On réduit le PH des peaux à l’aide d’un produit de déchaulage. Ensuite, on dégrade partiellement les protéines non collagéniques au moyen d’un enzyme afin de détendre la peau, c’est le confitage.
Pour le tannage végétal, la méthode traditionnelle de tannage consiste à mettre à tremper les peaux dans plusieurs cuves successives contenant un tanin issu de jus d’écorces (châtaignier, mimosa….), c’est l’étape de la brasserie. Elle est réalisée dans un foulon. Par la suite, la peau peut de nouveau être immergée dans une cuve enterrée, afin de maintenir les tannins au frais Ce sont ces deux étapes qui donnent la couleur du cuir. Ce deuxième bain est encore utilisé dans certaines tanneries.

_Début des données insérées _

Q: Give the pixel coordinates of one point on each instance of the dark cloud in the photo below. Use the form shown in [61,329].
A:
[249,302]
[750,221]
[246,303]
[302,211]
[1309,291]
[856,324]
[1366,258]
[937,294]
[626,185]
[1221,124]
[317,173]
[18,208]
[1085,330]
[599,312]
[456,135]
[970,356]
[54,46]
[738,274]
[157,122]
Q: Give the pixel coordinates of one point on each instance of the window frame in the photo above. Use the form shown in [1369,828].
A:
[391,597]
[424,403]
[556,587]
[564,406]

C’est le type d’écorce qui va définir la couleur du cuir, de par les tanins qu’elle contient.

Après les bains :

Les peaux sont ensuite sorties des bains puis essorées. Sur le cuir encore humide, on va alors refendre lui cuir, enlever l’excès de cuir : le dérayage. On va mettre ensuite les cuirs sur cadre afin de les faire sécher. Le cuir va ensuite être palissonné afin de le rendre plus souple. Enfin, le cuir peut passer aux finitions afin de le protéger des agressions. Ces finitions sont appelées « finitions aniline ou semi aniline ».